Today, July 2nd 2012, we are presenting the results of our Embryo Adoption Programme at the European Reproduction Society Congress. As recorded on April 30th, 1,820 embryo transfers had given place to 550 born children and 104 more babies from 28 different countries on their way. Let me tell you how we came up with the idea.
Since many patients with frozen embryos don’t wish to have more children, many embryos get gathered in Spanish reproduction centres without a foreseen future. This happens even if our legislation allows all the options available.
Ever since Assisted Reproduction Law was modified on November 2003, when patients don’t reply to the letters the centre sends them regarding their embryo’s future, these are considered to be “abandoned” and lie under the centre’s custody.
Thus, we find ourselves with hundreds of embryos whose future depends on us.
It must’ve been around 2003 when I, as Head of the Sterility Service, and after giving it much thought, came up with the conclusion that their fate couldn’t rely on our team exclusively.
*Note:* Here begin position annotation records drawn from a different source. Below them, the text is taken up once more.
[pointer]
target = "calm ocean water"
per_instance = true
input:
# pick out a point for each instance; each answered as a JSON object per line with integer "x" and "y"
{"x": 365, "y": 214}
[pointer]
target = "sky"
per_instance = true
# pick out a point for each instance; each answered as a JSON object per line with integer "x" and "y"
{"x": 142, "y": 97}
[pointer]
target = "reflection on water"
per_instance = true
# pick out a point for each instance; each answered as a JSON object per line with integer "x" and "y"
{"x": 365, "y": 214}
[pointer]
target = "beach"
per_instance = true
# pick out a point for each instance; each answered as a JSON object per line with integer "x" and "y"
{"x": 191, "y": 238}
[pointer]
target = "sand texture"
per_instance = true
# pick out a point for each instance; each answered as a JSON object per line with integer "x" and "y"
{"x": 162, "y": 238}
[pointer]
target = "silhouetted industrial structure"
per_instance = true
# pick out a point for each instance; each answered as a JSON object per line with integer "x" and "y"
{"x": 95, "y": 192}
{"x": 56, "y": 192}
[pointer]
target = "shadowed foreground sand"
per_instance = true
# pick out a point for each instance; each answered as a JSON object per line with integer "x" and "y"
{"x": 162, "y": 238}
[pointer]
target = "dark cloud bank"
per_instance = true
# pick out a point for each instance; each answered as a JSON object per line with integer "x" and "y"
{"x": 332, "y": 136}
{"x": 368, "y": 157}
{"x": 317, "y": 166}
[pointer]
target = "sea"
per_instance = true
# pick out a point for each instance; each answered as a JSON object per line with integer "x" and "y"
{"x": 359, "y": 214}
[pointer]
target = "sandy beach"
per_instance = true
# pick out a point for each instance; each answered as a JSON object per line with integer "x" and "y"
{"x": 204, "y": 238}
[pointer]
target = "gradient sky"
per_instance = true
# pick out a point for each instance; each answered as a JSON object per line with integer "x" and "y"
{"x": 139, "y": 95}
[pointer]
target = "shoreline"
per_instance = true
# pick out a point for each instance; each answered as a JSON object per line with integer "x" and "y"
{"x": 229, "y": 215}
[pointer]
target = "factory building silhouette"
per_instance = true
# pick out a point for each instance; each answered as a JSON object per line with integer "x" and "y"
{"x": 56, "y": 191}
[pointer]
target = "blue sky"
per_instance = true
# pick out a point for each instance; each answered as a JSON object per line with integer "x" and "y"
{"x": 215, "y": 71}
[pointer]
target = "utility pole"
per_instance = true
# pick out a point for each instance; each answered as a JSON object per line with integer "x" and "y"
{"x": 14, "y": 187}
Thus, we decided to share our responsibility with society and offer our embryos the opportunity to live helping them find a loving family.
We could either use them for research or destroy them, but instead we decided to include all those embryos from healthy parents in an Embryo Adoption Programme that was created in 2004. (In this online chat I explain many of the Programme’s aspects in great detail). We coined, for the first time ever, the term “embryo adoption.”
Today we’re the centre with the highest number of embryo adoptions and whilst we’re celebrating our 500th birth, the whole USA has only had 150 births by embryo adoption.
From the very first moment it was heartwarming to see the broad social acceptance, the support we received from different collectives and the hope with which women from all social classes, ethnicities and nationalities came and still come to us seeking to adopt an embryo.
A week after the Programme was created, we received letters from numerous collectives worldwide that ranged from ecologist associations to religious ones – all types and colors – who had heard about it and wanted to express their support. You should know that years ago, when English centres set a date to destroy the embryos in similar situations, they were faced with small street protests at their doors.
This fact reflects that those who haven’t been reproductively challenged don’t know our job up close. Even though we’re doctors who help people who can’t have children, there’s a slight fear of what we may do in an In Vitro Fertilization lab… The preponderant reaction to words like destruction or embryo research is rejection. Nevertheless, when they are told we’re giving an embryo the opportunity to live, they accept it.
I frequently get asked which case has been most significant to me. I could either say the first baby who was ever born due to Embryo adoption, the 500th, the one who had been frozen during 13 years, or the baby born to a friend’s family… But I’d be lying. My colleagues and I still comment daily how special each and every embryo transfer is. It’s exciting to think about the origin of every embryo and how fate takes each to a different woman, the enthusiasm and the hope they breathe during the very moment they come together.
Behind each case lies a story of failures in previous treatments. Many had given up the idea of becoming parents because they morally didn’t contemplate this option, and a new opportunity has become available for them.
Please, don’t think people who don’t reply to our letters are “abandoning their spare embryos.” It isn’t true. The vast majority answers: “We trusted you to build our family and still do, decide what you think is best.” It’s an honor to do so and know that, thanks to this decision, more than 500 children have been born around the world.